From e40796c92ecb909544678c368cb83feb476d4410 Mon Sep 17 00:00:00 2001
From: =?UTF-8?q?Rapha=C3=ABl=20Vinot?= <raphael@vinot.info>
Date: Mon, 11 Mar 2024 00:14:07 +0100
Subject: [PATCH] chg: merge index and reindex methods.

---
 bin/run_backend.py       |   2 +-
 lookyloo/capturecache.py |   3 +-
 lookyloo/indexing.py     | 178 ++++++++++++++++-----------------------
 3 files changed, 76 insertions(+), 107 deletions(-)

diff --git a/bin/run_backend.py b/bin/run_backend.py
index 4349b12..e86ecc1 100755
--- a/bin/run_backend.py
+++ b/bin/run_backend.py
@@ -66,7 +66,7 @@ def shutdown_full_index(storage_directory: Path | None=None) -> None:
     if not storage_directory:
         storage_directory = get_homedir()
     r = Redis(unix_socket_path=get_socket_path('full_index'))
-    r.shutdown(save=True)
+    r.shutdown()
     print('Kvrocks full indexing database shutdown.')
 
 
diff --git a/lookyloo/capturecache.py b/lookyloo/capturecache.py
index e06330b..e83589f 100644
--- a/lookyloo/capturecache.py
+++ b/lookyloo/capturecache.py
@@ -396,8 +396,9 @@ class CapturesIndex(Mapping):  # type: ignore[type-arg]
             logger.debug('Unable to rebuild the tree, the HAR files are broken.')
         except TreeNeedsRebuild:
             try:
+                logger.debug('The tree needs to be rebuilt.')
                 tree = self._create_pickle(capture_dir, logger)
-                self.indexing.new_internal_uuids(tree)
+                self.indexing.force_reindex(uuid)
             except NoValidHarFile:
                 logger.warning(f'Unable to rebuild the tree for {capture_dir}, the HAR files are broken.')
                 tree = None
diff --git a/lookyloo/indexing.py b/lookyloo/indexing.py
index 4d4656c..e335d12 100644
--- a/lookyloo/indexing.py
+++ b/lookyloo/indexing.py
@@ -58,6 +58,15 @@ class Indexing():
     def indexing_done(self) -> None:
         self.redis.delete('ongoing_indexing')
 
+    def force_reindex(self, capture_uuid: str) -> None:
+        p = self.redis.pipeline()
+        p.srem('indexed_urls', capture_uuid)
+        p.srem('indexed_body_hashes', capture_uuid)
+        p.srem('indexed_cookies', capture_uuid)
+        p.srem('indexed_hhhashes', capture_uuid)
+        p.srem('indexed_favicons', capture_uuid)
+        p.execute()
+
     def capture_indexed(self, capture_uuid: str) -> tuple[bool, bool, bool, bool, bool]:
         p = self.redis.pipeline()
         p.sismember('indexed_urls', capture_uuid)

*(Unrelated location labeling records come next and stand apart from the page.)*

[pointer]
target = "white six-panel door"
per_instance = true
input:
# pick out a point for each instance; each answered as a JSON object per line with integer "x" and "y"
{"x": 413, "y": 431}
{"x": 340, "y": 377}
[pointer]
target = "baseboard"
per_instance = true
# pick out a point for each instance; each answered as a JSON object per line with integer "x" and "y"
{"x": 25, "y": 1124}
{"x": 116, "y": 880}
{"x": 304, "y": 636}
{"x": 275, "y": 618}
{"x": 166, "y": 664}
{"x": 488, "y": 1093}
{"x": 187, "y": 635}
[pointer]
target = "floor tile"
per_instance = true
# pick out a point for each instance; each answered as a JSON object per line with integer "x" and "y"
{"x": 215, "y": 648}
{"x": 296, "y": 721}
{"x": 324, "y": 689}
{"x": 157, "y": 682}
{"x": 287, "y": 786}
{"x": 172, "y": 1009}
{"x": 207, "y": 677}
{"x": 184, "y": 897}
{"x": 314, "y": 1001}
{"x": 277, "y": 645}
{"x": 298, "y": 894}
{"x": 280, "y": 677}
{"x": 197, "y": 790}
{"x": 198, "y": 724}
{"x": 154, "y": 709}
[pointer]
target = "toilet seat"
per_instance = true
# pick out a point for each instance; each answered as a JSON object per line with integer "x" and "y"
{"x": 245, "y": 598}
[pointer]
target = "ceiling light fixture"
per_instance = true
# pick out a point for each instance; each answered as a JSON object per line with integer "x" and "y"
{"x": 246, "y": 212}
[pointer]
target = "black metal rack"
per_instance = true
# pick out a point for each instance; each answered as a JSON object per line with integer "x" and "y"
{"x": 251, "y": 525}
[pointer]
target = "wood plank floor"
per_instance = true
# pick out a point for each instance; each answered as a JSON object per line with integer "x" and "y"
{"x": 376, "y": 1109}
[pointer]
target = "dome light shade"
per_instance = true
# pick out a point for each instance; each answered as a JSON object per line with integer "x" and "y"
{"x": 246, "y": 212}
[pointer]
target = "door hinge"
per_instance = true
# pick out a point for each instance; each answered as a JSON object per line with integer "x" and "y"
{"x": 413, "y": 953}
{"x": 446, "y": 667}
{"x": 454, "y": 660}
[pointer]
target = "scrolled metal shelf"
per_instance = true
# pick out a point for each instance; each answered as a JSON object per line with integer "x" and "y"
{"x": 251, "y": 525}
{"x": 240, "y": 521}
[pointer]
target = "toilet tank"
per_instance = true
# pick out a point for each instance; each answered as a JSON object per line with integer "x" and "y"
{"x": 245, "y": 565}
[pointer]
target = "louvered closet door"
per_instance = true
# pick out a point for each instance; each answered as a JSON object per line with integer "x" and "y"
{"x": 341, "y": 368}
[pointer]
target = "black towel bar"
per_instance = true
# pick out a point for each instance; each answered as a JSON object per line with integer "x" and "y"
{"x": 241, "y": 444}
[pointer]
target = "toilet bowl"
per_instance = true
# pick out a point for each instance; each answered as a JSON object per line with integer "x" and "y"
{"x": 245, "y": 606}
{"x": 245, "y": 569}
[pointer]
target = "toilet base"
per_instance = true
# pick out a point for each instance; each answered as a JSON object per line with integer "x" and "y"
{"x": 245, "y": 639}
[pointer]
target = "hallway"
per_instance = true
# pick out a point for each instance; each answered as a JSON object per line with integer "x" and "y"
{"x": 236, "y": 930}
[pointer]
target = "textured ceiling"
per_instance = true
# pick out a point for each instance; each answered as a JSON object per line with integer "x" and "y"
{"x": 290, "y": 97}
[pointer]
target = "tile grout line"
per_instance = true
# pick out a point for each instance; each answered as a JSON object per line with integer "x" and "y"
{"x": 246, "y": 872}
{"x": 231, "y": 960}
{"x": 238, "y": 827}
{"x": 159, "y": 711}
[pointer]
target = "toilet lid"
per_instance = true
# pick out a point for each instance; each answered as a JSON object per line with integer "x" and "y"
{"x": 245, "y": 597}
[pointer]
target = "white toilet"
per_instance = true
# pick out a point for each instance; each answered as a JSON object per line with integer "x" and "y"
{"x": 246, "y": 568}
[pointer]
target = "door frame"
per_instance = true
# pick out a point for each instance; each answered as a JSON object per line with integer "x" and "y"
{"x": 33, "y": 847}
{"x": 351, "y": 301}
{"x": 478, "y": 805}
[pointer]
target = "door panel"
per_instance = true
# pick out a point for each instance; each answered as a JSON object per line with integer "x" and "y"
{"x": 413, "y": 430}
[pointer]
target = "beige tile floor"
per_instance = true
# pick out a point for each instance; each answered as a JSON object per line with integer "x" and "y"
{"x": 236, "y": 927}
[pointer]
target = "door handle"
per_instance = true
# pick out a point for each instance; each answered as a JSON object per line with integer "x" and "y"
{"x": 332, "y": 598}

@@ -68,18 +77,6 @@ class Indexing():
         # This call for sure returns a tuple of 5 booleans
         return p.execute()  # type: ignore[return-value]
 
-    def new_internal_uuids(self, crawled_tree: CrawledTree) -> None:
-        # only trigger this method if the capture was already indexed.
-        if self.redis.sismember('indexed_cookies', crawled_tree.uuid):
-            self.logger.debug(f'Cookies index: update internal UUIDs for {crawled_tree.uuid}')
-            self._reindex_cookies_capture(crawled_tree)
-        if self.redis.sismember('indexed_body_hashes', crawled_tree.uuid):
-            self.logger.debug(f'Body hashes index: update internal UUIDs for {crawled_tree.uuid}')
-            self._reindex_body_hashes_capture(crawled_tree)
-        if self.redis.sismember('indexed_hhhashes', crawled_tree.uuid):
-            self.logger.debug(f'HTTP Headers hashes index: update internal UUIDs for {crawled_tree.uuid}')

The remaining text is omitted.